Money & American Politics · 2026

Follow the Money

The companion deck tells the story in totals — $4.4 billion in lobbying, $4.5 billion in outside spending, $1.9 billion in dark money. But money in politics also has a geography. It is drafted in specific buildings, prosecuted in specific courtrooms, and — in one state — voted down at a specific ballot box. This is the map of where the influence lives.

By vizmaya · May 2026
74.9%
The share of Maine voters who approved a 2024 ballot initiative banning super PACs — the lone bright cell on the national map.
Start with the exception. In most of the country the post-*Citizens United* settlement is simply the weather: super PACs spend, dark money flows, and reform dies in the Senate. Then there is Maine, where in 2024 voters approved a ballot initiative banning super PACs by a margin of 74.9% — a direct test of the premise, from *SpeechNow*, that independent spending cannot corrupt.
K Street
Roughly 13,000 registered lobbyists work the capital; federal lobbying set a $4.4 billion record in 2024.
Fly south to Washington. Along K Street and the blocks around the Capitol sit the offices of the influence industry — about 13,007 unique registered lobbyists in 2024, with federal lobbying spending hitting a record $4.4 billion. And registration captures only the visible layer: American University's James Thurber estimates the real number of working "shadow" lobbyists is closer to 100,000.
The Bill Citigroup Wrote
More than 70 of 85 lines of a 2014 Dodd-Frank rollback were drafted by Citigroup lobbyists.
Move north to Lower Manhattan. In 2013 the New York Times reported that Citigroup's own proposed language made up more than 70 of the 85 lines of a House bill rolling back Dodd-Frank's derivatives "push-out" rule. Mother Jones published the document showing the bank's lobbyists had drafted most of the text. The provision was enacted in the December 2014 "Cromnibus" spending bill — legislation written, almost literally, at a bank's desk.
The Senator's Closet
FBI agents found over $480,000 in cash and ~$150,000 in gold bars at Sen. Bob Menendez's New Jersey home.
Cross the Hudson into New Jersey. When the FBI searched Sen.

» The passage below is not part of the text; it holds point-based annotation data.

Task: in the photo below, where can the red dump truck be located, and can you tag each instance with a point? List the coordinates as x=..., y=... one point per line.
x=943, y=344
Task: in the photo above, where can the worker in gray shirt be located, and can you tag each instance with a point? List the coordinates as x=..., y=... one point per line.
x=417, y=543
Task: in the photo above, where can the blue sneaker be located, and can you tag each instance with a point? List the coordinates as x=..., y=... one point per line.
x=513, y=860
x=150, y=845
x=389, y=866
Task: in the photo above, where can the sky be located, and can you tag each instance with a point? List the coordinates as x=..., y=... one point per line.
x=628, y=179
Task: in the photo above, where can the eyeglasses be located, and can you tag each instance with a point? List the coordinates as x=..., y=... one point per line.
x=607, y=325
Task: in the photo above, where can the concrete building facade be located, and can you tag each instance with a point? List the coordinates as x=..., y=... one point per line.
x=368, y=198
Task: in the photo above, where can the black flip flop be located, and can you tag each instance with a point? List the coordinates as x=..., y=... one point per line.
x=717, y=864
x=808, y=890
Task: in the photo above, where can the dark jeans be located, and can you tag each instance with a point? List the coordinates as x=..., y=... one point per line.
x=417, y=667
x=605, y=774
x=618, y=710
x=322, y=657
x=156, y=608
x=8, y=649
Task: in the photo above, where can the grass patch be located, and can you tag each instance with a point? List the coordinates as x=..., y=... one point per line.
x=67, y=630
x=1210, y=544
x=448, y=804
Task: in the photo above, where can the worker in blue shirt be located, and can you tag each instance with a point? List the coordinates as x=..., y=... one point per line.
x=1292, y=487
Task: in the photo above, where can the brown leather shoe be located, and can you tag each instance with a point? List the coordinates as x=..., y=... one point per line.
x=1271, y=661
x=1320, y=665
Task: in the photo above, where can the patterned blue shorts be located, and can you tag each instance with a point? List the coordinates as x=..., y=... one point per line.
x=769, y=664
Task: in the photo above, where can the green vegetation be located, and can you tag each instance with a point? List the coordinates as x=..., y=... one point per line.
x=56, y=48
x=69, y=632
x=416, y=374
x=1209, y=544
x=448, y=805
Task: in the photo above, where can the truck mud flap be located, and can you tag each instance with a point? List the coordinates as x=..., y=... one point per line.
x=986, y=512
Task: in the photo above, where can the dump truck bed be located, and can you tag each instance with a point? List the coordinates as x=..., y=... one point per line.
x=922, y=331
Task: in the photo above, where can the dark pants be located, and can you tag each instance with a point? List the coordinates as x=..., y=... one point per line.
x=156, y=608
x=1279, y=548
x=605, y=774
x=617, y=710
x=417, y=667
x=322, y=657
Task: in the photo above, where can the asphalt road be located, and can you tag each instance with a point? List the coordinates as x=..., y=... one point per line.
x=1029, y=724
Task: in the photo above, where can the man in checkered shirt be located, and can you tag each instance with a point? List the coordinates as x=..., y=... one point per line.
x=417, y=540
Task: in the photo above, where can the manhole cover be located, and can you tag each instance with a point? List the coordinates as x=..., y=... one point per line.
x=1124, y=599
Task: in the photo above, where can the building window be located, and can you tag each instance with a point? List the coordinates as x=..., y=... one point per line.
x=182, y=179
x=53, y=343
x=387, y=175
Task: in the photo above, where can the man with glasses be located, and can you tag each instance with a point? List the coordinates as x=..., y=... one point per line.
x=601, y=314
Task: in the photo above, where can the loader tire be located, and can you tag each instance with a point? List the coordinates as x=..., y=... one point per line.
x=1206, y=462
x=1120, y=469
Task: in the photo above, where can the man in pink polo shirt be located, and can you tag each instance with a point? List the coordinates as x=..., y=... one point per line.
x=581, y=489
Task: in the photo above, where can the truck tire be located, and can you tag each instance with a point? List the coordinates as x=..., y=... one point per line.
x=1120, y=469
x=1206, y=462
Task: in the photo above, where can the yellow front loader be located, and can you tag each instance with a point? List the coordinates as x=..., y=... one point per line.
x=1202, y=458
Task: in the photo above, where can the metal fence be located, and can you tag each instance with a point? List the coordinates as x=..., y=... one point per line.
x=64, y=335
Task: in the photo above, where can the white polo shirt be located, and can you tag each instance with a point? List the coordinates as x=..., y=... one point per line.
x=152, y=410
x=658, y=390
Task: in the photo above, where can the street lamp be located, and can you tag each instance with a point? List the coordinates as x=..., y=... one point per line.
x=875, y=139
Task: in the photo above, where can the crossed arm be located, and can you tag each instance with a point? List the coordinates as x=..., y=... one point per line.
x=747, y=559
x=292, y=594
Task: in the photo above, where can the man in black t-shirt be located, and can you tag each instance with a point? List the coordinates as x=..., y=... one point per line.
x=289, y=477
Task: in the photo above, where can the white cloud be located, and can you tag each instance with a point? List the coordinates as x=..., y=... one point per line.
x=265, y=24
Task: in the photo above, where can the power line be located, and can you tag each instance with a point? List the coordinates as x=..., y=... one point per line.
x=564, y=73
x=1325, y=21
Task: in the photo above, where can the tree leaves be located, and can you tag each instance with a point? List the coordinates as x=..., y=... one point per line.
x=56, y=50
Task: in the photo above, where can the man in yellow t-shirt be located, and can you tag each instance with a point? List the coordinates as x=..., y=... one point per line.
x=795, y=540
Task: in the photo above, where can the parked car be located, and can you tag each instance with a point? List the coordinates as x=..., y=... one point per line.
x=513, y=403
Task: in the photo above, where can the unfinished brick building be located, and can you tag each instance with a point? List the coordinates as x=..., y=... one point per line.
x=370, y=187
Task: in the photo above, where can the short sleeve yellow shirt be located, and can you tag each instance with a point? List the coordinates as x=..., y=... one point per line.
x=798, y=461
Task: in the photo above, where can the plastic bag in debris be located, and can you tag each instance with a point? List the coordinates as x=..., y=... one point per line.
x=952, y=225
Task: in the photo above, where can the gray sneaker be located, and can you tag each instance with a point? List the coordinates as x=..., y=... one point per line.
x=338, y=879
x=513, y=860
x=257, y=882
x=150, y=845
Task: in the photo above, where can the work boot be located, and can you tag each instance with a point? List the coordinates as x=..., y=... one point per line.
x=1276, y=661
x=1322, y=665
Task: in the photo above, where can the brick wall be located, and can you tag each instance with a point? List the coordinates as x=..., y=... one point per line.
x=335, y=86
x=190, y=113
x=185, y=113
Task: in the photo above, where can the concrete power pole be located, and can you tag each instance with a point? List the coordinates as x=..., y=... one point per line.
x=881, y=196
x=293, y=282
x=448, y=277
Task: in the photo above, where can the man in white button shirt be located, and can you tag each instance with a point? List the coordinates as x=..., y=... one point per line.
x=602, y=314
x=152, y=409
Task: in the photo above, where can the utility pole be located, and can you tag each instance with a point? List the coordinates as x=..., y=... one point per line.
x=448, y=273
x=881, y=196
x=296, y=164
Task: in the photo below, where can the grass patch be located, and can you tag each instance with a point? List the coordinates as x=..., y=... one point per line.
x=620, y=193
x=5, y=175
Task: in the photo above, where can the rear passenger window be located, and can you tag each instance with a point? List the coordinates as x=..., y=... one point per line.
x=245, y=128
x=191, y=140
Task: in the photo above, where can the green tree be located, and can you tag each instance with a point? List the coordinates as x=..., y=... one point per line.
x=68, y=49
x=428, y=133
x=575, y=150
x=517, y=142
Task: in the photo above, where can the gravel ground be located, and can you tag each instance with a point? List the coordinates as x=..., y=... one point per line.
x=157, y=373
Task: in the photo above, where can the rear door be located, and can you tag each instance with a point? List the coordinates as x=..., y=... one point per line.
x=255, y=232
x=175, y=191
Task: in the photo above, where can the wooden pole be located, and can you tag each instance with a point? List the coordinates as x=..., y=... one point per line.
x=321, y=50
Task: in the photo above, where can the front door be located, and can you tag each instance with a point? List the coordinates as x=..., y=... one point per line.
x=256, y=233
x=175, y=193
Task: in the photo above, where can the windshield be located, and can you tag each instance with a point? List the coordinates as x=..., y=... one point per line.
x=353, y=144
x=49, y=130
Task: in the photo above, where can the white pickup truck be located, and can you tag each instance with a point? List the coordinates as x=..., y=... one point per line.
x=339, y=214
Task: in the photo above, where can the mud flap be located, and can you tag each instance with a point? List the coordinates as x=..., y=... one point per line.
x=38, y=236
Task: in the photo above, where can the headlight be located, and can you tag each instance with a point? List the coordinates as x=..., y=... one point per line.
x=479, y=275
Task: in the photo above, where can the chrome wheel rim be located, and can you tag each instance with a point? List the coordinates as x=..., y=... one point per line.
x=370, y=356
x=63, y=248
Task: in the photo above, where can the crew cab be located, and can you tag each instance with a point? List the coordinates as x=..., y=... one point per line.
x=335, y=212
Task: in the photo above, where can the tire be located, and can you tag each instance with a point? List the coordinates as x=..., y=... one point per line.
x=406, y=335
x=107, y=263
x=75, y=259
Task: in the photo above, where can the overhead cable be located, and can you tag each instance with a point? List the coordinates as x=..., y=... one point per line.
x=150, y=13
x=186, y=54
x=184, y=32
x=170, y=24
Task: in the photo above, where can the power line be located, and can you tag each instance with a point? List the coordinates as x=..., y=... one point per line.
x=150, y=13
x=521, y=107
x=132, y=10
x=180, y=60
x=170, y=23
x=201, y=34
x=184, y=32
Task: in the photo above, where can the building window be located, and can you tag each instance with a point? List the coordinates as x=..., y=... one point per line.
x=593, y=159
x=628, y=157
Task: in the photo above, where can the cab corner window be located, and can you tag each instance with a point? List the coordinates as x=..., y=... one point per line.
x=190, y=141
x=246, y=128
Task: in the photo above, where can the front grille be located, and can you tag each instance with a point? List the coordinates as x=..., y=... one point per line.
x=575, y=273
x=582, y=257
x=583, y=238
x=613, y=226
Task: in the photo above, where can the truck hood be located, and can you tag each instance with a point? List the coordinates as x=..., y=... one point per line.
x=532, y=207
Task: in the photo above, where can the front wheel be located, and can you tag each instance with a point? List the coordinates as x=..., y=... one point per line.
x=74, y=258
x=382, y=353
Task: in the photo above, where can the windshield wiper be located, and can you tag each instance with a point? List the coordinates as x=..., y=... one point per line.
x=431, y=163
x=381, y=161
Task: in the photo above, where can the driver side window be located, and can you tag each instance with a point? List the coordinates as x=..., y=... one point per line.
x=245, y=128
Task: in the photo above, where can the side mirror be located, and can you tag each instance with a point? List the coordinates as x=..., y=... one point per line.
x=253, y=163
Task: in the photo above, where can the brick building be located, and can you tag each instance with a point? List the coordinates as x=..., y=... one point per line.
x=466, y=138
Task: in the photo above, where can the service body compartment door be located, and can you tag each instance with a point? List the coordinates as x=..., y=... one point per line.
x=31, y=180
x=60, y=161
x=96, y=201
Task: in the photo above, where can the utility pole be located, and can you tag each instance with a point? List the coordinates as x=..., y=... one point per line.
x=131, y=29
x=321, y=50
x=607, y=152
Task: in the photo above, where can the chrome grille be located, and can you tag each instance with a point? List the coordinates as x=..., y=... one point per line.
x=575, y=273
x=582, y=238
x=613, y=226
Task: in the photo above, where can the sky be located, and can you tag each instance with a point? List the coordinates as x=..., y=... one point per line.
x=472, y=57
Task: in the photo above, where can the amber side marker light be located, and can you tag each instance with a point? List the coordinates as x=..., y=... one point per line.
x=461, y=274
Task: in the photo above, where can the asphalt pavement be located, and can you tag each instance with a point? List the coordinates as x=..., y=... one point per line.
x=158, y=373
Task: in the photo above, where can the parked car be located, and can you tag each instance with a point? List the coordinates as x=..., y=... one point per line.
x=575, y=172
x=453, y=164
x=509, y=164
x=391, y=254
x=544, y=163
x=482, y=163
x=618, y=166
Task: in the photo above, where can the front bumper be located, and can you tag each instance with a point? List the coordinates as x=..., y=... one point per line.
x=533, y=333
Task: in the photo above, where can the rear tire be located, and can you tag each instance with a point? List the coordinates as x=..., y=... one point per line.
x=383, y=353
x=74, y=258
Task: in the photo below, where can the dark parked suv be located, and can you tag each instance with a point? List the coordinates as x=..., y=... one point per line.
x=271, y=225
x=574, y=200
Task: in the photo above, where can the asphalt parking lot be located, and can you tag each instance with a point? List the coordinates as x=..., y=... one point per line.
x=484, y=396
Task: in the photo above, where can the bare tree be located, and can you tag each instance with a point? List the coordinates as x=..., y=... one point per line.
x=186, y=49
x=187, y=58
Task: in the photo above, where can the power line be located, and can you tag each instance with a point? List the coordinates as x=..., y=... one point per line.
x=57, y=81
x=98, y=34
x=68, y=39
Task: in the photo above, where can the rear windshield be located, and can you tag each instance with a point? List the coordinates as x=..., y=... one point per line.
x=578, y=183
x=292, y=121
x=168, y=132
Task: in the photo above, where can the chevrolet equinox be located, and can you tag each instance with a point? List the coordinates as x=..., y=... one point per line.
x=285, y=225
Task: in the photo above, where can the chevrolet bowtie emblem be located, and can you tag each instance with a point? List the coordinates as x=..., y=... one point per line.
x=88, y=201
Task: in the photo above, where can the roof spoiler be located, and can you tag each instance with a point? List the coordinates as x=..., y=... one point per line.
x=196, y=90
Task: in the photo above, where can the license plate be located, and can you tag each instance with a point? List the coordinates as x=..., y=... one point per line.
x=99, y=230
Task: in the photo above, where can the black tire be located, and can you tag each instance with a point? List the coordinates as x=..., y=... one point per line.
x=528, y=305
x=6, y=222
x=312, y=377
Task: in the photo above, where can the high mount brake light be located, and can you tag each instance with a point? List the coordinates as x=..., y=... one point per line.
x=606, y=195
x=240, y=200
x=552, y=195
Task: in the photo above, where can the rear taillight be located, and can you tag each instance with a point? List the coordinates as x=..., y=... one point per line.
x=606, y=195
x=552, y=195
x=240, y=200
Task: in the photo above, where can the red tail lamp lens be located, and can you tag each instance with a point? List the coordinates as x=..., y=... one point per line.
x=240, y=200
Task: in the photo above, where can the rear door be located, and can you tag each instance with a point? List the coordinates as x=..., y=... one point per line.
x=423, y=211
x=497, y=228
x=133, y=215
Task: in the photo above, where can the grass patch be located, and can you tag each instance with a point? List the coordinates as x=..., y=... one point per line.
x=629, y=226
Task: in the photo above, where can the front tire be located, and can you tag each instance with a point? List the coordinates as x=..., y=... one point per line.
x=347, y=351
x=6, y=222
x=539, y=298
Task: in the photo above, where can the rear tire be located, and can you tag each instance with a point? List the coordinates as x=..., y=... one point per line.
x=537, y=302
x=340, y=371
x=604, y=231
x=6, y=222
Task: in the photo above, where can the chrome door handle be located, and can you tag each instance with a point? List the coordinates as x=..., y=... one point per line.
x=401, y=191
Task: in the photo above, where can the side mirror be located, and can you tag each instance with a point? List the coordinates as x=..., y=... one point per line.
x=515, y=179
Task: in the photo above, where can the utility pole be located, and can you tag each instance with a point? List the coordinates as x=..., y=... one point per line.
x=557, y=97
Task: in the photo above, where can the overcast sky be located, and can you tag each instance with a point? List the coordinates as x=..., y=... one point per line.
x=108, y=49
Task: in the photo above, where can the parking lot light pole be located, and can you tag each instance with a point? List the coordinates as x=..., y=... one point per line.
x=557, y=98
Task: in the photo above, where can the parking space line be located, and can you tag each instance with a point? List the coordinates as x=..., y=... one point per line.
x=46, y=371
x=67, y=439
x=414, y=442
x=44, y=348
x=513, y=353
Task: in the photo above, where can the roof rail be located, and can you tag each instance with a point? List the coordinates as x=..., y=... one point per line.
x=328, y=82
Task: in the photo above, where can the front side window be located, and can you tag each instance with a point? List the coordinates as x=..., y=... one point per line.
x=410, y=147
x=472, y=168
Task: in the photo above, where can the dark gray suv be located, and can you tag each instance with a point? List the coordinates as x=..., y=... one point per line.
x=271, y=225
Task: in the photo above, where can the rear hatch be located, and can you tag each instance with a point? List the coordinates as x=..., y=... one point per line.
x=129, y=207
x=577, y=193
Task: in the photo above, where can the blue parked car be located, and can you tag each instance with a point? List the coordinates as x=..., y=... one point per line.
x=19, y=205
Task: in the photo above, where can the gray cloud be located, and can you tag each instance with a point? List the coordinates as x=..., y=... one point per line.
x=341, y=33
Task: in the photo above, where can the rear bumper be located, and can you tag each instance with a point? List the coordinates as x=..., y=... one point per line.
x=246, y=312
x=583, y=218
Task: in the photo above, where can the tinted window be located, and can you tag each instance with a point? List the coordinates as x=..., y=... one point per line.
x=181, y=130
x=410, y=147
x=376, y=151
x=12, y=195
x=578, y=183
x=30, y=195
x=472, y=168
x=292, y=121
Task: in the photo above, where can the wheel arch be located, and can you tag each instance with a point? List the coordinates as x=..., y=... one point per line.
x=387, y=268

Bob Menendez's home in 2022, they found more than $480,000 in cash — stuffed into jackets and closets — plus roughly $150,000 in gold bars and a Mercedes-Benz. On July 16, 2024 he was convicted on all 16 counts, including acting as a foreign agent for Egypt, and in January 2025 was sentenced to 11 years. He is the first U.S. senator convicted of acting as a foreign agent.
Where the People Voted
Reform that bypasses Congress wins; reform that runs through it does not.
Return to Maine. The contrast is the whole argument. The For the People Act passed the House but died to a Senate filibuster; the DISCLOSE Act has been blocked every Congress since 2010. Congress must vote to constrain the very money that funds its campaigns — and reliably declines. But when the question went straight to Maine's voters in 2024, 74.9% said ban the super PACs. The fight has simply moved off Capitol Hill.
Who Watches the Money
The enforcers are designed to deadlock.
Pull back to the whole country. The structural problem is that no one is positioned to act: the FEC is a six-member commission built to tie 3–3 on party lines, and the IRS has been barred by an annual appropriations rider from even clarifying the 501(c)(4) dark-money standard. The *Citizens United* / *SpeechNow* framework can be undone only by a constitutional amendment, a new Court majority, or a successful challenge to *SpeechNow*'s "no corruption" premise — which is exactly what Maine's voters just teed up.
Methodology & sources

This map visualizes the geographic spine of a fact-checked research report, The Systemic Influence of Money on American Politics; the dollar figures are developed in the companion deck story. Sources: OpenSecrets (lobbying totals, lobbyist counts), the New York Times and Mother Jones (the Citigroup / Dodd-Frank drafting, 2013), the Department of Justice and trial record (the Menendez conviction and January 2025 sentencing), and official 2024 Maine election results (the super-PAC ban, 74.9%).

The ~100,000 "shadow lobbyist" figure is James A. Thurber's estimate and is imprecise by nature. State fills on the opening map spotlight Maine as the single confirmed 2024 ballot-measure reform in the report and are not a ranking of all 50 states.